Autor: | SmutnaOptymistka |
---|---|
Serie: | Code Geass |
Gatunki: | Dramat |
Uwagi: | Alternatywna rzeczywistość |
Dodany: | 2014-05-31 16:29:48 |
Aktualizowany: | 2014-06-01 17:58:48 |
- Ech.. Jak ten czas szybko leci. Wiesz Lulu? Dużo się zmieniło. Minęło już pięć lat. Japonia, niegdyś Strefa 11 została wyzwolona, a jej mieszkańcy znów z dumą mogą nazywać się Japończykami. O to walczyliśmy. O niepodległość. My, Zakon Czarnych Rycerzy. Walczył każdy. Ramię w ramię, jak brat z bratem. Aby nasz cel został osiągnięty, zginęło wielu naszych sojuszników. Ale zrobiliśmy to. Nie cofnęliśmy się, by krew już przelana nie poszła na marne. Dziś, każdy z nas, ma zapewnioną przyszłość, o którą tak walczył. Ogi i Viletta mają już czteroletniego synka. Mały Lulu, jest strasznie do nich podobny, a jego idolem jesteś Ty, Zero. Todo został premierem Japonii. Ustanowił wiele praw, które utrzymują harmonię. Nie jest złym doradcą Imperatora. Schnizel również miał na to wpływ. Utworzył sojusz z Japonią. Nunally nadal jest gubernatorem. Suzaku, jej pomaga. Tak, wiem o tym. Wiem o wszystkim. O Twoim "Geassie" również. Ale nie rozumiem jednego. Dlaczego taki cudotwórca, wybawiciel, jak Ty, zginął? Odpowiedz mi, Lelouch. Ten jeden raz powiedz prawdę. - Kilka łez spłynęło na czarny nagrobek, leżący na wzgórzu świątyni Kuurugi. Nie chcieli go wybudować w kaplicy Imperatorów. Nie dziwiła się im. Kto chciałby oglądać pomnik tyrana i dyktatora? No właśnie. Nikt. Ale ona tutaj przychodziła. Codziennie. Bo Lelouch był jej dowódcą, pierwszą miłością, przyjacielem. Zastąpił jej brata, który zginął w walce o Japonię. Był dla niej wszystkim.

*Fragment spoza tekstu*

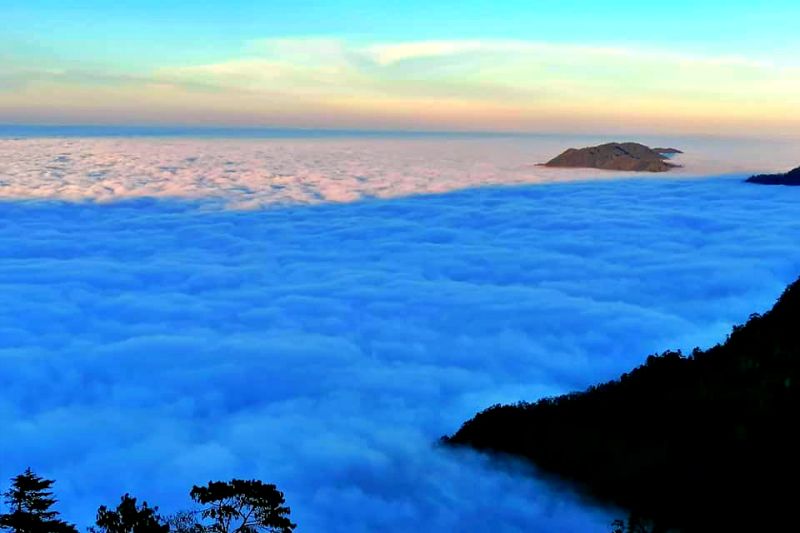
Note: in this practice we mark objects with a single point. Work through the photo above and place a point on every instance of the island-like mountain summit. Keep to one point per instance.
(630, 156)
(790, 178)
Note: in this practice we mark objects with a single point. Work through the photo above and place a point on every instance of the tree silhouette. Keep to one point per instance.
(129, 518)
(240, 506)
(30, 500)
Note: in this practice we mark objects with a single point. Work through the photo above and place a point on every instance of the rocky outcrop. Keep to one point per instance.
(790, 178)
(629, 157)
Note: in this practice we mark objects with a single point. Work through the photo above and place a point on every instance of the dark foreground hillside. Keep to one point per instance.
(707, 442)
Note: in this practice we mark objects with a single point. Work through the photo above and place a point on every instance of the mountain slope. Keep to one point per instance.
(708, 442)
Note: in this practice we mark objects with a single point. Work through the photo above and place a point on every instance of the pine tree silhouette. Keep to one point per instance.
(30, 501)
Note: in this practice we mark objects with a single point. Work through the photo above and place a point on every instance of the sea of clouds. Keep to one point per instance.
(150, 344)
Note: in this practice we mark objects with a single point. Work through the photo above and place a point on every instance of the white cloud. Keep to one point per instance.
(147, 345)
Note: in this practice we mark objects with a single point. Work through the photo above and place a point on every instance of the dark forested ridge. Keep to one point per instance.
(790, 178)
(706, 442)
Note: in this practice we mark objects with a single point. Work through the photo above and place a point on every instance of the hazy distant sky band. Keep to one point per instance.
(533, 66)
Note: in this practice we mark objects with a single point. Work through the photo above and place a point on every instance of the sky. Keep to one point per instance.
(567, 66)
(709, 67)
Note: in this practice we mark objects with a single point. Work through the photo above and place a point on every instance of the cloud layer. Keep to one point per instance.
(254, 172)
(146, 345)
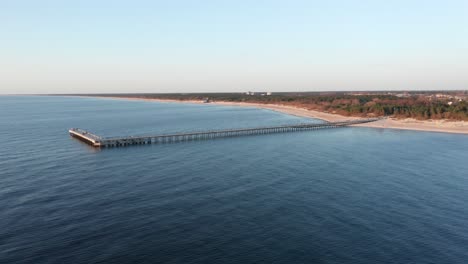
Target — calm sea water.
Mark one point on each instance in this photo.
(350, 195)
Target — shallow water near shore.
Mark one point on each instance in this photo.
(348, 195)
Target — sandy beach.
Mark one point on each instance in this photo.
(444, 126)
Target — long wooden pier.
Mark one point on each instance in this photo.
(97, 141)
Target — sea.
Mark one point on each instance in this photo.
(345, 195)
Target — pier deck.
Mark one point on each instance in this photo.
(97, 141)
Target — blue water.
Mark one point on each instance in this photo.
(348, 195)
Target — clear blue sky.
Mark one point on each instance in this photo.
(207, 46)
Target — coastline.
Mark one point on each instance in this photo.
(442, 126)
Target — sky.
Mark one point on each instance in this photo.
(114, 46)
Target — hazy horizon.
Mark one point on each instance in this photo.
(53, 47)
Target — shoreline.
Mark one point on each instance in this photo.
(441, 126)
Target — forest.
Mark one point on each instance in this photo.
(422, 105)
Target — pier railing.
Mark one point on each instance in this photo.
(98, 141)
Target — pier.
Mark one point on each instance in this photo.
(97, 141)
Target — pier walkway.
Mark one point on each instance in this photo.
(97, 141)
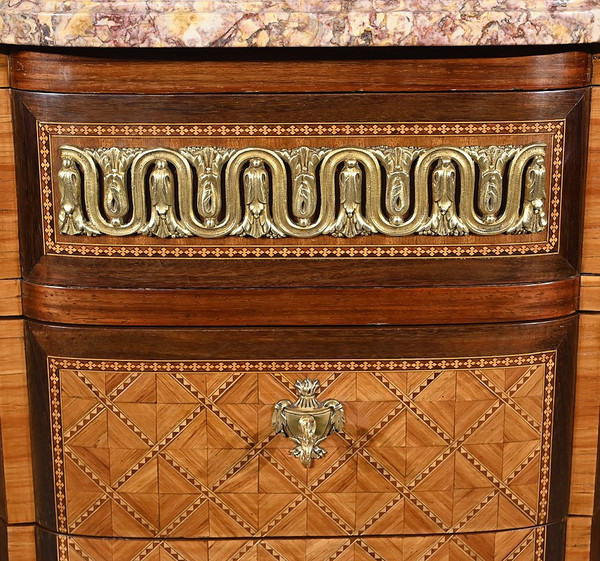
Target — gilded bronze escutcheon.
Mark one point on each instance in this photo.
(307, 421)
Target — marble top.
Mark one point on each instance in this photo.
(297, 23)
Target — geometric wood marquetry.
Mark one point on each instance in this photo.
(186, 449)
(514, 545)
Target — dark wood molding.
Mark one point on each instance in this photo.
(308, 306)
(298, 70)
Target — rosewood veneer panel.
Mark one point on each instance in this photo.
(544, 544)
(298, 70)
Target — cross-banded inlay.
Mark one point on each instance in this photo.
(180, 449)
(517, 545)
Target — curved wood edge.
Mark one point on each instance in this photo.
(298, 70)
(307, 306)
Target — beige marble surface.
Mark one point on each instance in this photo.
(295, 23)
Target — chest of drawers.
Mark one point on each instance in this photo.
(389, 242)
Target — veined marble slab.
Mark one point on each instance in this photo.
(297, 23)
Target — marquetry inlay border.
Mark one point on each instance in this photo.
(524, 545)
(322, 247)
(234, 371)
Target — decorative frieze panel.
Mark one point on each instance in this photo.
(212, 192)
(324, 191)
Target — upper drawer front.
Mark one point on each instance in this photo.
(181, 443)
(285, 182)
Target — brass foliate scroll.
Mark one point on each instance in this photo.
(307, 422)
(212, 192)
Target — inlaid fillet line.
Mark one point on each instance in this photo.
(522, 380)
(410, 404)
(346, 544)
(116, 392)
(114, 494)
(406, 491)
(514, 554)
(110, 406)
(80, 551)
(83, 422)
(507, 399)
(142, 555)
(211, 406)
(535, 452)
(185, 514)
(159, 446)
(357, 445)
(454, 446)
(270, 549)
(380, 513)
(307, 493)
(478, 508)
(173, 552)
(368, 549)
(245, 548)
(431, 378)
(464, 547)
(88, 512)
(504, 489)
(290, 507)
(436, 547)
(250, 528)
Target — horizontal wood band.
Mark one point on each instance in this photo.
(302, 70)
(545, 543)
(325, 306)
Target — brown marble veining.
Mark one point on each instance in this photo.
(295, 23)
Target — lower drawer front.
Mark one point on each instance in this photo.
(170, 434)
(540, 544)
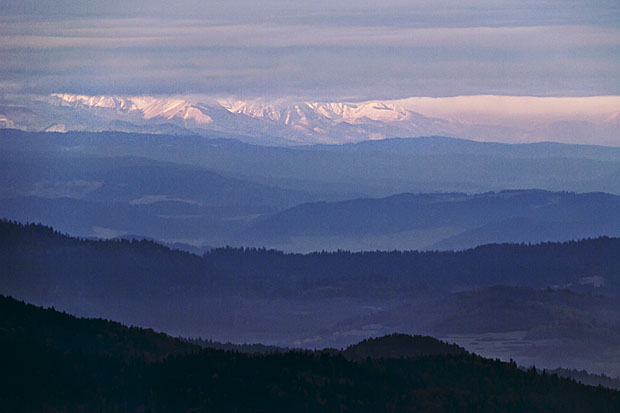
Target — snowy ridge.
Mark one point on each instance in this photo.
(281, 122)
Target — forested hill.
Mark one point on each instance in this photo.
(27, 324)
(52, 372)
(40, 263)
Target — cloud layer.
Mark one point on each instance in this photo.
(319, 50)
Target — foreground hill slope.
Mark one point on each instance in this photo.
(549, 304)
(60, 377)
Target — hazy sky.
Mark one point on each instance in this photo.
(313, 49)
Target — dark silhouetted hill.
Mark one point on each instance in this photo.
(39, 375)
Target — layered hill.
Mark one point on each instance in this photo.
(54, 371)
(439, 221)
(550, 304)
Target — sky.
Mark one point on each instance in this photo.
(323, 50)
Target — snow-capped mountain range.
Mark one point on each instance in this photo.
(279, 122)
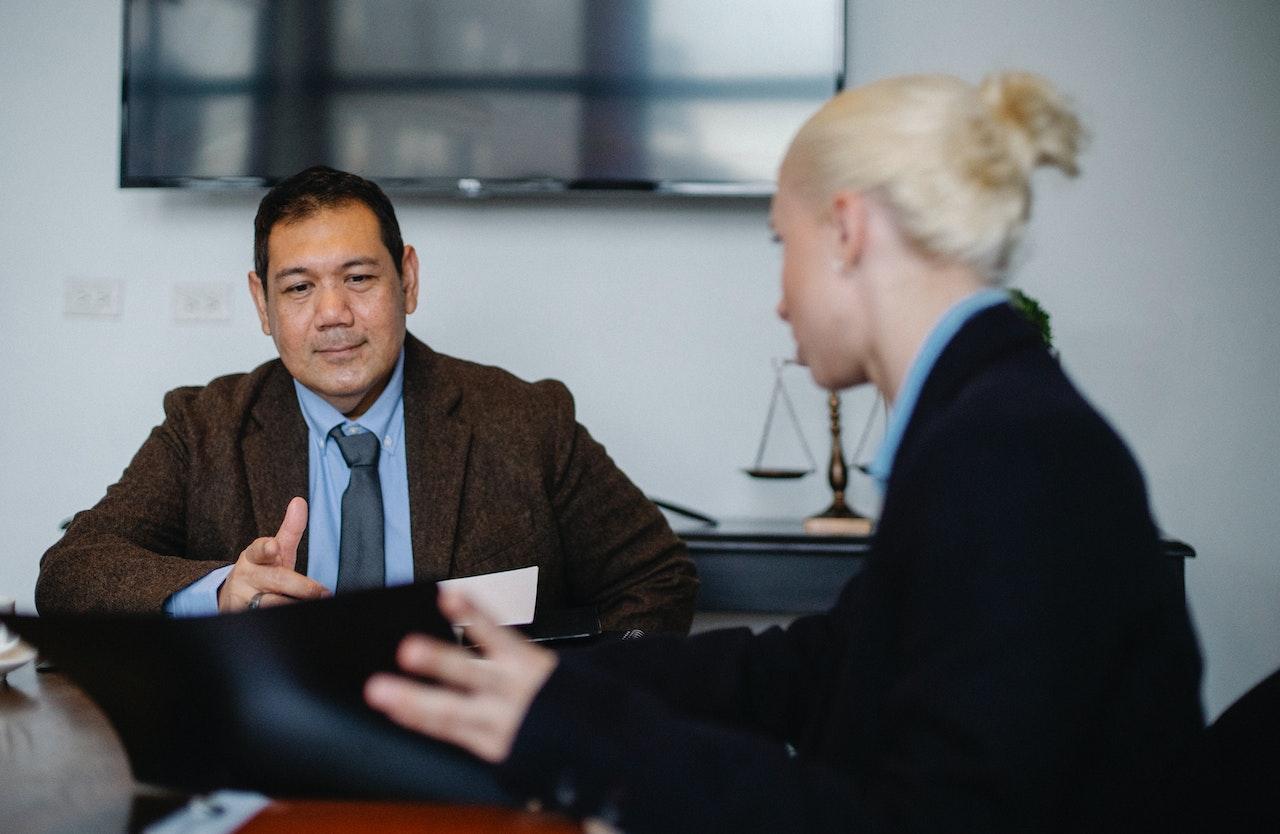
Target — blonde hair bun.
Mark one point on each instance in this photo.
(951, 159)
(1045, 131)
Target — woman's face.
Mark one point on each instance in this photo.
(822, 299)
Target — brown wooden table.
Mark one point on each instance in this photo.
(63, 769)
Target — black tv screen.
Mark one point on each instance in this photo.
(475, 96)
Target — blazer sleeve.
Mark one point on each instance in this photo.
(618, 550)
(124, 554)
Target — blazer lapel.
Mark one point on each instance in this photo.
(435, 445)
(275, 456)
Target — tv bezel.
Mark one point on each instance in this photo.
(480, 187)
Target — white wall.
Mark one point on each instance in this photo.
(1159, 266)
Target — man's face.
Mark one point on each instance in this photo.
(336, 305)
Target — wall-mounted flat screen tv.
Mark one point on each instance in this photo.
(475, 96)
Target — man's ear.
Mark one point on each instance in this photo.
(408, 278)
(849, 214)
(255, 289)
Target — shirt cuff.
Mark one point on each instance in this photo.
(200, 597)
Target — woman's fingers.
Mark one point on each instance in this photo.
(444, 714)
(481, 628)
(451, 665)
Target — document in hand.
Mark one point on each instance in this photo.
(268, 700)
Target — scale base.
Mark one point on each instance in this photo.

- Tamaki wraz z Lloydem tworzą nowe generacje Rycerzy Mroku. Guren II Mk, jako "weteran wojenny" został ulepszony, a na jego wzór tworzono się nowe maszyny. Pomaga przy tym Nina, która już otrząsnęła się po zbudowaniu FLEII. Wszystko zostało historią. Tylko Milly co roku wspomina o Czarnej Rebelii i Demoklesie. Tylko ona. Wszystko zostało historią, ale świat idzie do przodu. Dalej toczy się życie. - Spojrzała w niebo, dzisiaj tak ciemne, że prawie fioletowe, tak jak jego oczy. Czasami smutne, ale innym razem tak radosne. Zaraz zacznie padać. Musi już iść. Obiecała, że spotka się z Suzaku.
- A, tak, Lelouch. Zapomniałam Ci powiedzieć. On nadal pomaga Lloydowi. I powiem Ci w sekrecie. Nie tylko jemu. Cecylie również jest z niego zadowolona. Spotykają się od paru miesięcy, ale jako przyjaciele. Suzaku nadal jest wierny Euphemii. A co do "Ludobójczej Księżniczki". Ona wcale już nie jest złym fatum Japonii. Wszystko zostało zatuszowane. Winę zrzucono na Ciebie. Cornelia o to zadbała. Teraz wraz z Guilfordem szkolą nowe pokolenie na wspaniałych wojowników. Też miałam brać w tym udział. Ale to zbyt bolesne. Znów walczyć. Już zbyt wiele krwi przelano. Zbyt wiele ofiar poległo. - spojrzała na swoje ręce. Nadal splamione krwią niewinnych. To jest rzecz, która nigdy nie zniknie. A co do znikania. -C.C gdzieś przepadła. Nikt o niej nie słyszał. Podobno wyjechała. Może jest z Tobą? Jeśli tak, powiedz żeby nie jadła tyle pizzy, bo przytyje. - zaśmiała się przez łzy. Bo nadal płakała. Tylko wtedy, gdy stała nad czarnym nagrobkiem, prowadząc rozmowę z samą sobą. Wspominając dawne czasy. To był jedyny moment słabości, na jaki mogła sobie pozwolić. Nikt nie mógł zobaczyć jak Dowódca Pierwszej Floty Japonii płacze.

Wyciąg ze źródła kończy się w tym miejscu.